Indulgent houseboats, historic gardens, distinctive Kashmiri wooden mosques and a mild summer climate combine to make Srinagar one of India's top domestic tourist attractions. Except, that is, when inter-communal tensions paralyse the city with strikes and curfews. Srinagar's three main areas converge around Dal-gate, where the nose of Dal Lake passes through a lock gate.

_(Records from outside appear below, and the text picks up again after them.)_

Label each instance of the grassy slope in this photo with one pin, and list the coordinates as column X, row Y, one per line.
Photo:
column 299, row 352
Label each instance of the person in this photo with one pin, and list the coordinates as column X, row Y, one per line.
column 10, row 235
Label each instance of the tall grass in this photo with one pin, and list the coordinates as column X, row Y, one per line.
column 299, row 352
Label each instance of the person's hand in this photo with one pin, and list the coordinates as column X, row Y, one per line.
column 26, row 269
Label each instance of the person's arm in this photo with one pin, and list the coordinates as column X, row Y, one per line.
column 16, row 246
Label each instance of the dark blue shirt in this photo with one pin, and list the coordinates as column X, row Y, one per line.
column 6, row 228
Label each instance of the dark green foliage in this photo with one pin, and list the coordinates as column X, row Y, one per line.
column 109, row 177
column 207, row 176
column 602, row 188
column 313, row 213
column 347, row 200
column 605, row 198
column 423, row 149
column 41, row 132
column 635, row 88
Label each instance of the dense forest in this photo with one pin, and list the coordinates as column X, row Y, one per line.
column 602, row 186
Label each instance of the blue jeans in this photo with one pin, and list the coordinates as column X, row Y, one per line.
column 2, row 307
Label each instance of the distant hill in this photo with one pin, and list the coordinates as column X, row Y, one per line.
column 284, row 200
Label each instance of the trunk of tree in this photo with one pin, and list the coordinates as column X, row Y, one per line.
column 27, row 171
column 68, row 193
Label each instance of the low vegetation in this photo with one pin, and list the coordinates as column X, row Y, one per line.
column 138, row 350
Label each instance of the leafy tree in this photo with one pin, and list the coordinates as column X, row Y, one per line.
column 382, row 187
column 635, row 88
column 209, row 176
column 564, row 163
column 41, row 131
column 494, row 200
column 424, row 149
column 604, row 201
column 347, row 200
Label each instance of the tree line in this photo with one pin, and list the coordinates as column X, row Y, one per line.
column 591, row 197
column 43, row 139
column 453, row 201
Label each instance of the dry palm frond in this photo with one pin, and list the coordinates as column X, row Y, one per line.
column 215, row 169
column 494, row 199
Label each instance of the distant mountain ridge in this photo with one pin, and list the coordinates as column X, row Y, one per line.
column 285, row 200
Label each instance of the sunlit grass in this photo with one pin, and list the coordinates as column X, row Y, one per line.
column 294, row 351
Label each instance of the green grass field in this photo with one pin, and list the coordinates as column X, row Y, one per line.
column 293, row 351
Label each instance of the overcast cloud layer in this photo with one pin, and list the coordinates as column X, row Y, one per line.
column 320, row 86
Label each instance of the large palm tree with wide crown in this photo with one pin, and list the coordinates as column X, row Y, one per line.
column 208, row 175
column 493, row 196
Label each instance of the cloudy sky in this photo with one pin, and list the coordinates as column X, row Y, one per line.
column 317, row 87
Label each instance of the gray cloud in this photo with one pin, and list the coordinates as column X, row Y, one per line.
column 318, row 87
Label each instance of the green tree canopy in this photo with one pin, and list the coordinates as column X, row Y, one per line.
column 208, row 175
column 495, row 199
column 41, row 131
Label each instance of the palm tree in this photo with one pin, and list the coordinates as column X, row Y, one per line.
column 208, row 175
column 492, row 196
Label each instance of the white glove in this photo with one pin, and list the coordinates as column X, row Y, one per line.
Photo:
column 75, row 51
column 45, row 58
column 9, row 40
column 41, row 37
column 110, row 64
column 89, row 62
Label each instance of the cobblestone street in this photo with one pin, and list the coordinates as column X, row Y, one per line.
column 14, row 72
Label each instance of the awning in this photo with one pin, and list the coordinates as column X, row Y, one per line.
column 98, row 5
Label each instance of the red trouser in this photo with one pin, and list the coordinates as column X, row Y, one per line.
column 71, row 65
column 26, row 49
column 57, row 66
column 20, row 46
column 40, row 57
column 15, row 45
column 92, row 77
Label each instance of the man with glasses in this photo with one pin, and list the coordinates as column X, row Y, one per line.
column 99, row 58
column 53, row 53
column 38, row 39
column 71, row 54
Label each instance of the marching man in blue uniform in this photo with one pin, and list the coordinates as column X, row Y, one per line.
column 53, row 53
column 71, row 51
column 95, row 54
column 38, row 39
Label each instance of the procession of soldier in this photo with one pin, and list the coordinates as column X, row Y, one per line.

Northwest lies the Old City, fascinatingly chaotic in normal times but largely out-of-bounds during curfews. The busy commercial centre is southwest around Lal Chowk. The city's greatest draw card is mesmerizingly placid Dal Lake, which stretches in a south western channel towards the city centre, paralleled by the hotel-lined Boulevard from which a colourful array of houseboats form a particularly colourful scene. This area usually remains free of trouble even during the worst disturbances, as do the famous Mughal gardens, strung out over several kilometres further east around the lake.
Reaching Srinagar is quite easy as it is well connected via air, rail and road. Mini-buses and Auto- rickshaws form an integral part of the intra-city transport. The best time to come to Srinagar is between October and June. However, each season brings it's own beauty. Marvellous Spring, enjoyable summer and frosty winter, all have their characteristic beauty to offer.